The above could be a description from a detailed history book about the American Civil War from the perspective of a young soldier. But Bown isn’t a battle-felled Virginian – he’s a modern day Glacier Middle School eighth-grader. Bown is a precocious student who plays the trombone and lists both Airsoft guns and jazz music on his list of favorite interests.

But he is also a member of the Northwest Civil War Council, a historical reenactment society in Oregon. He belongs to the 4th Virginia Infantry, a real-life volunteer regiment for the Confederate army which fought in the Stonewall Brigade.

He and his family got interested in the reenactment subculture last year during a vacation.

“We went down to Fort Stevens in Astoria on a camping trip around the same time a civil war reenactment was going on,” mother Phyllis Bown said. “We watched the battles and got interested.”

Bown signed up for a $10 weekend pass to fight in the reenactments. He attended a safety class, borrowed a uniform and armaments and took to the battlefield. Afterward, he and his father decided to sign up for full memberships.

The Northwest Council doesn’t reenact any specific battles, but the regiments are historically accurate. The goal could be said as being to recreate the period’s battlefield environment and lifestyle in the soldier and civilian camps.

Bown chose to sign up with a Confederate regiment in part because of a friend who recently moved to Georgia, he said. He’s learned a great deal of Civil War history from veteran reenactors and his own self-study of the period, inspired by his hobby. Bown looks forward to the Civil War unit in his American history course at school.

“The Civil War unit is taught at the end of the year and I’m going to try to work the other aspects of secession besides slavery into the discussions,” he said. “A lot of people today think the war was fought entirely because of slavery, but there were states’ rights issues too. Only 6 percent of the soldiers fighting in the war owned slaves. In some areas of the south, they call the war the ‘Second American Revolution’ or the ‘War Between the States.’”

The 4th Virginia regiment Bown belongs to had no slave-owning soldiers, he said.

Reenactment events typically take place over the course of a weekend, with two approximately hour-long battles a day. It’s a full experience that includes camping out during the event, forbids intermingling of soldiers across enemy lines and is preceded by “quarters,” a three-day training camp that requires reenactment soldiers to live in barracks and prepare for the faux battlefield.

The battlefield itself is set up to resemble a historically accurate battlefield, complete with defensive obstacles. Soldiers fire real rifles at each other (filled with powder, but no ammunition), and cavalry mount horses and fire pistols. A few napoleonic cannons are present to make a big bang. Dead or wounded soldiers may be carried from the field, as Bown was by his father in one of their early battles. A commentator will fill in the historic background of events for spectators.

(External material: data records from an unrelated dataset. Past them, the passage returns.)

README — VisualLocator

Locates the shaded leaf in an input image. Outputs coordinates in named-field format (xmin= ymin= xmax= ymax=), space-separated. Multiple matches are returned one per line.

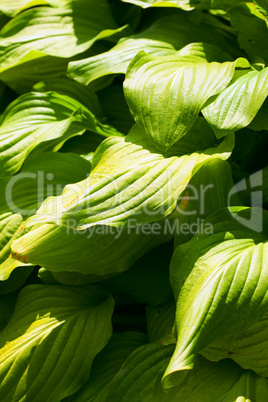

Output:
xmin=124 ymin=52 xmax=239 ymax=152
xmin=164 ymin=208 xmax=268 ymax=388
xmin=202 ymin=67 xmax=268 ymax=138
xmin=153 ymin=356 xmax=268 ymax=402
xmin=229 ymin=1 xmax=268 ymax=63
xmin=68 ymin=15 xmax=232 ymax=84
xmin=0 ymin=285 xmax=113 ymax=402
xmin=146 ymin=301 xmax=176 ymax=345
xmin=107 ymin=342 xmax=174 ymax=402
xmin=0 ymin=91 xmax=120 ymax=177
xmin=0 ymin=152 xmax=90 ymax=217
xmin=0 ymin=0 xmax=121 ymax=72
xmin=66 ymin=332 xmax=146 ymax=402
xmin=201 ymin=315 xmax=268 ymax=377
xmin=175 ymin=157 xmax=241 ymax=246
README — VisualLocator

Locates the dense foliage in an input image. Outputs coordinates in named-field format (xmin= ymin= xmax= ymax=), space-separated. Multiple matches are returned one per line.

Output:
xmin=0 ymin=0 xmax=268 ymax=402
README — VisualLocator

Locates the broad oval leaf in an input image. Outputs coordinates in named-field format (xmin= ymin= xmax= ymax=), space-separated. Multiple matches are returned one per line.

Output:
xmin=124 ymin=52 xmax=235 ymax=152
xmin=202 ymin=67 xmax=268 ymax=138
xmin=66 ymin=332 xmax=147 ymax=402
xmin=228 ymin=0 xmax=268 ymax=64
xmin=9 ymin=214 xmax=173 ymax=274
xmin=68 ymin=15 xmax=232 ymax=84
xmin=0 ymin=285 xmax=113 ymax=402
xmin=0 ymin=212 xmax=30 ymax=282
xmin=153 ymin=356 xmax=268 ymax=402
xmin=0 ymin=0 xmax=121 ymax=72
xmin=9 ymin=118 xmax=233 ymax=275
xmin=0 ymin=152 xmax=91 ymax=217
xmin=0 ymin=0 xmax=66 ymax=17
xmin=121 ymin=0 xmax=244 ymax=11
xmin=201 ymin=315 xmax=268 ymax=377
xmin=164 ymin=208 xmax=268 ymax=388
xmin=0 ymin=91 xmax=120 ymax=177
xmin=146 ymin=300 xmax=176 ymax=345
xmin=175 ymin=159 xmax=242 ymax=247
xmin=17 ymin=119 xmax=233 ymax=230
xmin=106 ymin=342 xmax=174 ymax=402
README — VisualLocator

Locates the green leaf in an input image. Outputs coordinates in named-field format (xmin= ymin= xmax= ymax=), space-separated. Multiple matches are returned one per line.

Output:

“The first time out I was pretty nervous and shaking,” Bown said. “I was worried about screwing up or afraid of the enemy. But after a while, I was itching to go out and shoot guns and hear the cannons.”

Nothing is rehearsed, though a sword battle may be planned. In this sense, reenactments are like a game rooted in a historic setting. And, like all good games, the point is to have fun.

Though soldiers caught in a volley or in the path of a direct hit are supposed to “die,” reenactors typically aren’t forced off the battle if “hit” early in the hour.

Reenactment isn’t a cheap hobby. The initial investment is around $500 for period-correct costumes and weapons, and a family membership is $40 per year, Phyllis Bown said.

But in return they have an activity they enjoy as a family, and her son benefits from the “wonderful mentorship” from members of the Northwest Council, she said.

The family may become involved with a Washington state based reenactment society in the future, but they plan to continue to participate in Northwest Council events.